Unfortunately, not schedulable as far as I know, the notification needs to be sent while the web worker is running. Again, I'd very much love be wrong about that, but I don't think there is any way for, just as an example, a habit tracking PWA to say "ask the user at 10:00AM every day if they've gone for a morning bike ride."

But you can get that behavior... if you set a web server and force the user to make an account and then log all of their habits in your server and then send out the notification yourself. Because... it's unfair for me to blame Google in this instance, I don't know it's their fault, but I do blame Google and I suspect it's their fault. I could be wrong though.


I don't know how fine grained you want your notifications to be, but you can get pretty far without storing user data by splitting notifications by topic on the queue, or by filtering client-side in the service worker itself.

But even then, the UX seems pretty bad; when I first created an app with web push, a few years ago, there was zero guarantee that notifications would ever show up, and they seemed to fall through very often, when the client (at least with Firefox Android) sits in the background; https://stackoverflow.com/q/60809681

i can't tell if the situation has improved recently -- anecdotally it seems like it's a bit better now -- but depending on what sort of notifications you want to push, that quickly becomes a complete showstopper.


> there was zero guarantee that notifications would ever show up, and they seemed to fall through very often, when the client (at least with Firefox Android) sits in the background

That could also be a longer conversation, but yeah, that was also my conclusion, and again... I don't have proof that this is Google's fault, but it stands out to me that notifications as they're built today are primarily useful for spammy advertisements and engagement requests and are extremely unreliable for everything else.

If your primary use case for notifications is telling the user that your blog published a new article or reminding them to check into their account or advertising a sale, then notifications are great; and you don't really care about reliability in that instance.

If you want notifications to be something the user can really rely on, ie calendar appointments, sign-in attempts, etc... they don't seem like they're trustworthy enough to do that.

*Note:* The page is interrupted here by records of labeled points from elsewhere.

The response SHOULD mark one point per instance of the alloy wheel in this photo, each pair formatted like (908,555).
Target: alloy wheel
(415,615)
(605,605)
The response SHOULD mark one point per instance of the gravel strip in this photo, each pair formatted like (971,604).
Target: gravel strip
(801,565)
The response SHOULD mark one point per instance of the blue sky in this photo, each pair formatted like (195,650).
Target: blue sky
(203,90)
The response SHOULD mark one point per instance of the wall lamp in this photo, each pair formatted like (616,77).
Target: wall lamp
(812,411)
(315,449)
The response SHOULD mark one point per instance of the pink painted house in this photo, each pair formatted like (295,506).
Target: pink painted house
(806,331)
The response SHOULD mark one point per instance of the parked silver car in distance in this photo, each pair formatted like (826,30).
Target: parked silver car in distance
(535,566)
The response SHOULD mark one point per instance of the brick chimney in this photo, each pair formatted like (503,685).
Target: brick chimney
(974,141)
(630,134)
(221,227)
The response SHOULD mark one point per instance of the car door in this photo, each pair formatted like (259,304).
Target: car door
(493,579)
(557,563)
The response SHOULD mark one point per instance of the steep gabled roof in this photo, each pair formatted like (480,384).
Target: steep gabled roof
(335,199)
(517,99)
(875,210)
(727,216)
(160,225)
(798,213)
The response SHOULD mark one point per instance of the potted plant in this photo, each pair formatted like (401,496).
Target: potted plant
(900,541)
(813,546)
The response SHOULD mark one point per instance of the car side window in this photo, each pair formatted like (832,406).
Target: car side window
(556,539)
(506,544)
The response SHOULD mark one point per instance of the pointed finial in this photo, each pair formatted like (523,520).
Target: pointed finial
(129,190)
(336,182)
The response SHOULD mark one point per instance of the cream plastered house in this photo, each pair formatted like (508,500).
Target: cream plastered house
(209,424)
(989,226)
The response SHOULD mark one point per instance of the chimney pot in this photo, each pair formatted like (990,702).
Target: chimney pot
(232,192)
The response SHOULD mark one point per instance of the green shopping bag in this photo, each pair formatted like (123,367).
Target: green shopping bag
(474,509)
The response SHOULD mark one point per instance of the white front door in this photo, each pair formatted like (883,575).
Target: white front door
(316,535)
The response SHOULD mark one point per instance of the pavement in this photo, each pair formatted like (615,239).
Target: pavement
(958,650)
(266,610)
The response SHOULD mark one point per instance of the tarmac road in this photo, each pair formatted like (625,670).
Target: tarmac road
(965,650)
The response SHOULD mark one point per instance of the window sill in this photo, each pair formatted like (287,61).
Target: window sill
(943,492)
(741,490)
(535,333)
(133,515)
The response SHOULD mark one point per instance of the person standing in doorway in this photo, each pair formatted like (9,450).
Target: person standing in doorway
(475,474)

Of course, we need those OS-level restrictions around notifications to stop abuse and spam, but that's only because it's super-easy to start spamming the user in the first place. And my pet conspiracy theory is that Google on some level looked at notifications and said "it's more important that it be easy for a blog to get somebody to click yes on this, than it is for us to build a transparent process to the user that would allow us to make the delivery more granular and more reliable." Instead of making it harder for websites to get notifications permissions in the first place, Google made them less reliable; the model is that you will have a bunch of sites that can spam you but they'll spam you unreliably.

Again, I can't prove that, and maybe things have improved, but it's just weird how the entire spec seems designed around advertisements/spam, even to the detriment of everything else.


You don't need an account and you can encrypt the message before queuing it on the server. Silly stupidity inefficient and won't work offline but it is quite easy to make a generic push message scheduling server that just pushes around blobs as requested by client-side code.


That's an interesting point. It's still pretty messy and inefficient, but you're right, you could at least get away with not exposing user data, even if you're still transmitting it around.

That's a good suggestion, I should play around with that some time.